Ms. Atwood said she has been the frequent target of “hate speech, online vilification, lies, threats and doxxing” and is “no fan of this kind of online behaviour.” But, in an e-mail exchange with The Globe and Mail, she said she is “also no fan of unsupervised authority acting under vague laws, without any oversight.”

On Friday, she posted on X her concerns about “Trudeau’s Orwellian online harms bill” after reading an article about it in The Spectator. “If this account of the bill is true, it’s Lettres de Cachet all over again,” she wrote, referring to letters once signed by the King of France with orders to enforce arbitrary judgments.

“The possibilities for revenge false accusations and thoughtcrime stuff are sooo inviting!” she added.

Ms. Atwood was referring to George Orwell’s novel Nineteen Eighty-Four, about a dystopian society where “thought crimes” are punishable under the totalitarian state of Oceania. The regime’s Thought Police conduct constant surveillance to suppress free thought and expression, while the Ministry of Truth pumps out propaganda to crush individuality and manipulate the news and history.

In Ms. Atwood’s acclaimed novel The Handmaid’s Tale, which was made into a film and Emmy Award-winning TV series, the patriarchal Gilead regime suppresses freedom of speech to curtail dissent and reinforce its authority.

Justice Minister Arif Virani, who is shepherding the online harms bill through the Commons, responded to Ms. Atwood’s post on X, saying he was “happy to discuss” it.

“Grateful for your interest in the Online Harms Act – which would keep kids safe, apply existing laws to the online world and address the rise in hate – but the article you’ve shared mischaracterizes the bill,” he told the award-winning author.

Mr. Virani directed Ms. Atwood to an article from The Canadian Press that reported him saying he had listened to victims of hate, and judges would have to take a series of steps before restricting a person’s movement because of fears they may commit a hate crime.

Bill C-63, the online harms bill, was introduced last month and would usher in measures to combat hate online, allowing people to complain to Canada’s Human Rights Commission about hateful posts.

People deemed to have been subjected to hate speech online could receive as much as $20,000 in compensation if they are named, and such posts would have to be taken down.

What to know about Bill C-63, Canada’s new online harms bill to protect children and prosecute hate crimes

But some lawyers have expressed concerns that the measures could put a chill on free speech, saying many people do not know what constitutes hate speech and would avoid expressing their views to avoid complaints and big fines.

Ms. Atwood, whose literary awards include the Booker and Giller prizes, wondered whether people might try to cash in by making complaints of hate speech. She also expressed unease that the new power might lead to people making false accusations.

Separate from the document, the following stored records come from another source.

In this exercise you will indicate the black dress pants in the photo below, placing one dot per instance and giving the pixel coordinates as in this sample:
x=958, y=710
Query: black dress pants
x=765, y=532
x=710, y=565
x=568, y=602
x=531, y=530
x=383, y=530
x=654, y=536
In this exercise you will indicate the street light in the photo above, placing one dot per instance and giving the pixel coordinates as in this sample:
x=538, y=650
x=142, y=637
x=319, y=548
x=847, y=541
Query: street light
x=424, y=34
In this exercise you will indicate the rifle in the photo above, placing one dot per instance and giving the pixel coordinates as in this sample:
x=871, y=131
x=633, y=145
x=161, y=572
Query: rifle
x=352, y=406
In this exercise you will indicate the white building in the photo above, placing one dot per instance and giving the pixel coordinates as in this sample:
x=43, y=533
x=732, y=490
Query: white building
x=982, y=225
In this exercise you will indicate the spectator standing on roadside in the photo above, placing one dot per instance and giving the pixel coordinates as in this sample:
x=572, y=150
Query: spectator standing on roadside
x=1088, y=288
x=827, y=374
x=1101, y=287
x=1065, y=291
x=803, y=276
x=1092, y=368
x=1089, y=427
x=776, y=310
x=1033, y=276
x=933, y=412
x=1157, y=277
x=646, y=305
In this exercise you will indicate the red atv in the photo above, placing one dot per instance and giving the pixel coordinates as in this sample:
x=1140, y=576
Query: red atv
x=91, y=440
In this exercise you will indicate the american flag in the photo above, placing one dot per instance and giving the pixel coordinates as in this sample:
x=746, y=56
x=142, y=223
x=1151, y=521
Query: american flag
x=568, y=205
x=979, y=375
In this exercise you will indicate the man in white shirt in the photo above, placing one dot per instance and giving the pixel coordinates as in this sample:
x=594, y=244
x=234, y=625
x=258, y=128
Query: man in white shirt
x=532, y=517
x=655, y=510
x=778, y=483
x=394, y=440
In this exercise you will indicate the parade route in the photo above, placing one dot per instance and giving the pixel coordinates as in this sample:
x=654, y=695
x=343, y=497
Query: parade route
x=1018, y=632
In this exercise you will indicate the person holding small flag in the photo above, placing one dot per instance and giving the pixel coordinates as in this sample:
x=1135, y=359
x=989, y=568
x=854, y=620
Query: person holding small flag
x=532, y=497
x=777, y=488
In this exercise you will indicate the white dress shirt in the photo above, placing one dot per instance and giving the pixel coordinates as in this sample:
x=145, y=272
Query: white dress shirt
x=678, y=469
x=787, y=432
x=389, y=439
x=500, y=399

The acclaimed author of Alias Grace and The Blind Assassin warned that “the definitions or lack of them in the law as to what constitutes punishable speech and/or thought are so vague as to invite abuse.”

A clause in the bill would allow a judge to impose a peace bond with restrictions on liberty, including house arrest and an electronic tag, on someone “feared” to be about to post hate propaganda online or carry out a hate crime, even if they have not yet done so.

The new power, which would require the approval of both the attorney-general and a judge, could be used to restrain someone deemed to pose a threat. The restrictions could apply for up to a year – two years if the person subject to the peace bond has a previous conviction for hate propaganda or a hate crime.

Ms. Atwood said she had been referring to that clause when she posted her reference to Orwellian “thought crime.”

She alluded to periods in history when accused people were denied fair trials, such as during the Spanish Inquisition; the French Revolution, when the Law of 22 Prairial denied the accused an effective right to self-defence; and the Salem witch trials of 1692-93, when “spectral evidence” led to 19 people, mainly women, being hanged for allegedly practising witchcraft.

The online harms bill would establish a new hate-crime offence, which would carry a possible life sentence for the most serious crimes, such as attempted murder.

The bill would also require social-media platforms to take steps to prevent children being exposed to online hate.

“If people really didn’t want children subject to online harm, they would not permit them to have smartphones before a certain age,” Ms. Atwood said.

Last year Ms. Atwood raised concerns about the Online Streaming Act, Bill C-11, which makes platforms promote Canadian content. She said that “bureaucrats should not be telling creators what to write.”

Her remarks were seized upon by both Conservative and Liberal MPs, including Conservative Leader Pierre Poilievre, and quoted in parliamentary debates.